DURABILIDADE E ECONOMIA DE TEMPO
Para a manicure e empresária Juliana Renata Breda, que atua no ramo há mais de 15 anos, a técnica representa um avanço para quem busca praticidade no dia a dia. “A unha em gel foi a melhor coisa que já inventaram. Você fica com ela bonita por cerca de um mês. Intacta”, afirma.

Empreendedora atua no ramo há mais de 15 anos (Foto: Arquivo pessoal)
Segundo ela, a principal vantagem está na durabilidade aliada à economia de tempo. “A esmaltação comum não tem a mesma resistência. Em meio à correria, ter que refazer toda semana, sem contar o tempo de deslocamento até o salão, é algo que acaba pesando.”
Apesar da popularidade, Juliana reconhece que ainda há receio por parte de algumas pessoas, muitas vezes relacionado à atuação de profissionais sem qualificação. “Muita gente tem medo por conta de pessoas incapacitadas que fazem. A profissão de manicure é muito banalizada, mas há estudo, há técnica. Como qualquer outra profissão, exige capacitação e responsabilidade”, diz.
Sobre a exposição à luz ultravioleta, a profissional pondera que o tempo de contato é curto. “A cliente fica, no máximo, cinco minutos com cada mão na cabine. E isso acontece uma vez a cada 20 ou 30 dias. Não é uma exposição diária. É um tempo considerado irrelevante dentro do procedimento”, reforça.
Para ela, o ponto central é a responsabilidade profissional. “A técnica é ótima, desde que sejam observados os cuidados. A estética é importante, mas a saúde vem em primeiro lugar.”
O OLHAR DA DERMATOLOGIA
A equipe de reportagem do Líder conversou com o Dr. Gustavo Poletto, dermatologista, que esclareceu pontos importantes sobre o assunto. Embora a técnica seja considerada segura, ele alerta que é preciso tomar alguns cuidados. De acordo com a Sociedade Brasileira de Dermatologia, a orientação é evitar o uso contínuo, sem intervalos. “É importante dar pausas para que a unha natural se recupere”, destaca.

Dr. Gustavo Poletto, dermatologista (Foto: Divulgação)
O dermatologista ressalta ainda que todos os instrumentos devem ser devidamente esterilizados, já que podem entrar em contato com sangue e atuar como vetores de transmissão de doenças. Quanto aos produtos, devem ser regularizados pela Anvisa. Ele lembra, no entanto, que o registro sanitário não elimina totalmente o risco de alergias, já que reações individuais podem ocorrer. No consultório, as dermatites estão entre as queixas mais recorrentes.
Para reduzir riscos, Dr. Poletto destaca a importância de escolher profissionais qualificados e não ignorar qualquer sinal de reação adversa, buscando atendimento médico quando necessário.

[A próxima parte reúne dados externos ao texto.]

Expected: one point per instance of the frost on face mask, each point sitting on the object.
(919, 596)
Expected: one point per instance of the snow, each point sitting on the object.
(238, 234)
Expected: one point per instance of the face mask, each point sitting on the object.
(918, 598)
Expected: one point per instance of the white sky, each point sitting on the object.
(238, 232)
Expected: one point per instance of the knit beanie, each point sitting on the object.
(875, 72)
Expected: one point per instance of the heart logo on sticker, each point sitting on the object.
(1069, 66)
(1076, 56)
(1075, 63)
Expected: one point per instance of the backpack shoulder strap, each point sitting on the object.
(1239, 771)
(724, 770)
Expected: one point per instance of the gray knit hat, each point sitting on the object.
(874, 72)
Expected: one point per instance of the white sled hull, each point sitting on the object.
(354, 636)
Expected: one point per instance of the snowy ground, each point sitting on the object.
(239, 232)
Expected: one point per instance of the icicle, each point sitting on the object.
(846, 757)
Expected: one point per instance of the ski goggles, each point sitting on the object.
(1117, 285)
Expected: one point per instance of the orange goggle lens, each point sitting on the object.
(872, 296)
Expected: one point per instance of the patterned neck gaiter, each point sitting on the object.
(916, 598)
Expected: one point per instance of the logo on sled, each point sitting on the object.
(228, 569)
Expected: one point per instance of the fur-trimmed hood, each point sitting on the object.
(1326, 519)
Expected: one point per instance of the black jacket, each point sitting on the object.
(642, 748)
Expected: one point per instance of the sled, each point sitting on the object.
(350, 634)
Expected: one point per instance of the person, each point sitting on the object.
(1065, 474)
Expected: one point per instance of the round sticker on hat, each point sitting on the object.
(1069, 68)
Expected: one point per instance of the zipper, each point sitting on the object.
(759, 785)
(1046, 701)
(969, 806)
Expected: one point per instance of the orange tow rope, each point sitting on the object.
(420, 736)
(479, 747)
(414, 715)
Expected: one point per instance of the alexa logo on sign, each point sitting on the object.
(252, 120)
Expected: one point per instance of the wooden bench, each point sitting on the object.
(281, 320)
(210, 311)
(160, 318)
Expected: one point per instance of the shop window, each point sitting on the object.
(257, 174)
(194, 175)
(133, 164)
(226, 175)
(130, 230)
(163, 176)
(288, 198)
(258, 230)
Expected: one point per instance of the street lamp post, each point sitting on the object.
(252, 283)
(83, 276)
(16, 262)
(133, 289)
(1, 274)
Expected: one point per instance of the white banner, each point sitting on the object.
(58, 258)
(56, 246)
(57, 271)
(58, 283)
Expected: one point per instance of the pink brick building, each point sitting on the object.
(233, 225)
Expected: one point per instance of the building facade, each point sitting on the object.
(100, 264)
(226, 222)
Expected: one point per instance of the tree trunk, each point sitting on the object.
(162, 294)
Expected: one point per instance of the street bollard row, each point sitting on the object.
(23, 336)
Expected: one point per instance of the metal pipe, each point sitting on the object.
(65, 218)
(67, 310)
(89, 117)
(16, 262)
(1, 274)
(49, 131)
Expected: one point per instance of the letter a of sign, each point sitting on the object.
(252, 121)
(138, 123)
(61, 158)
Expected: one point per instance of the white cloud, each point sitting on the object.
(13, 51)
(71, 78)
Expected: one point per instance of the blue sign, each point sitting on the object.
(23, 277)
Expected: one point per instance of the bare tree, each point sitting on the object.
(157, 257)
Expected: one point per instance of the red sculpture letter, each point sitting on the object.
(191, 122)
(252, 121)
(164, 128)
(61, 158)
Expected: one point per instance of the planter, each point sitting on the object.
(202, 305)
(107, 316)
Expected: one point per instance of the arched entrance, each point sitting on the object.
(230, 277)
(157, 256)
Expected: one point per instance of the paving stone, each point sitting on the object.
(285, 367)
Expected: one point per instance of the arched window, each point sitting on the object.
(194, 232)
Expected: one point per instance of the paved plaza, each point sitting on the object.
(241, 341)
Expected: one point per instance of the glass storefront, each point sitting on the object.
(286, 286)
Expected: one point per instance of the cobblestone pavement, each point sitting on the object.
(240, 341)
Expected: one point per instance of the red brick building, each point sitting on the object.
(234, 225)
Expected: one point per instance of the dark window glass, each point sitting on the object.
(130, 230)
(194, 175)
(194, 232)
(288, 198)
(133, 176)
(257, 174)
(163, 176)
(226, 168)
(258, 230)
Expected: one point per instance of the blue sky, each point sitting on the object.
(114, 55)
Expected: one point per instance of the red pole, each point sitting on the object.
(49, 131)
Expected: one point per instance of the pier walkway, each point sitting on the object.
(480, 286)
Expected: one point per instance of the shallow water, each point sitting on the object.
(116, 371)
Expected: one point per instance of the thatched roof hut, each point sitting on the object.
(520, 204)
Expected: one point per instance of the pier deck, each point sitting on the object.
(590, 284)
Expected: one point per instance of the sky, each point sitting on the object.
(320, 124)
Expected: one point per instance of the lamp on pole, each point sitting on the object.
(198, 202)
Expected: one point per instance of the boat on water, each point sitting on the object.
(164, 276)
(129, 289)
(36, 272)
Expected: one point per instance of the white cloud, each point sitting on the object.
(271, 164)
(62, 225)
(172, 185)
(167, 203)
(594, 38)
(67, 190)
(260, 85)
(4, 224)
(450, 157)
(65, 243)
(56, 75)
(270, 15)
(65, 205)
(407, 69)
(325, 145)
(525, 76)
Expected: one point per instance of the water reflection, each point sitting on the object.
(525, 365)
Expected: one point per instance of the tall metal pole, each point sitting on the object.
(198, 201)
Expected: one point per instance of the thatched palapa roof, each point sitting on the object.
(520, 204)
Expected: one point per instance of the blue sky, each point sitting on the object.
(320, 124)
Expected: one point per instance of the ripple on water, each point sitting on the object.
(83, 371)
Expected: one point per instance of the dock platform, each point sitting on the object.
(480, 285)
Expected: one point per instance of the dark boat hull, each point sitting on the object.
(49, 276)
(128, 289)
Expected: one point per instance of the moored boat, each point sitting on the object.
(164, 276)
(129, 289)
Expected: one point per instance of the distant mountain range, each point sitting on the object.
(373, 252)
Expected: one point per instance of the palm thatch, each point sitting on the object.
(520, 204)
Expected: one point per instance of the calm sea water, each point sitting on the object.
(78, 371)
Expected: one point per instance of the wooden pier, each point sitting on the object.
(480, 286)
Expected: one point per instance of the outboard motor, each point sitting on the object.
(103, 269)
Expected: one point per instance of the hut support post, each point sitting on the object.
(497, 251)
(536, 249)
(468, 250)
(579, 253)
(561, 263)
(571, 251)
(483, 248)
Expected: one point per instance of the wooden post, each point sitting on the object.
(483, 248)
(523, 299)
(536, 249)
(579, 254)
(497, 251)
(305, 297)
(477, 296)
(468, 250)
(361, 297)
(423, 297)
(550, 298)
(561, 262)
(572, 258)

Alguns sintomas indicam que algo não vai bem e exigem a suspensão do uso. Entre eles estão coceira persistente, inchaço, bolhas e rachaduras na pele ao redor das unhas. Lesões em áreas como pálpebras, pescoço e rosto podem estar relacionadas a alergias aos produtos.
Dor ao toque, sensação de queimação após o procedimento e alterações na própria unha, como manchas esverdeadas ou amarronzadas, odor forte, presença de pus, afinamento excessivo ou unhas que dobram e quebram com facilidade, também são sinais de alerta.
A orientação médica, portanto, não é de proibição, mas de cautela. Assim como ressalta a Sociedade Brasileira de Dermatologia, com informação, cuidados adequados e profissionais qualificados, é possível manter a estética sem abrir mão da segurança.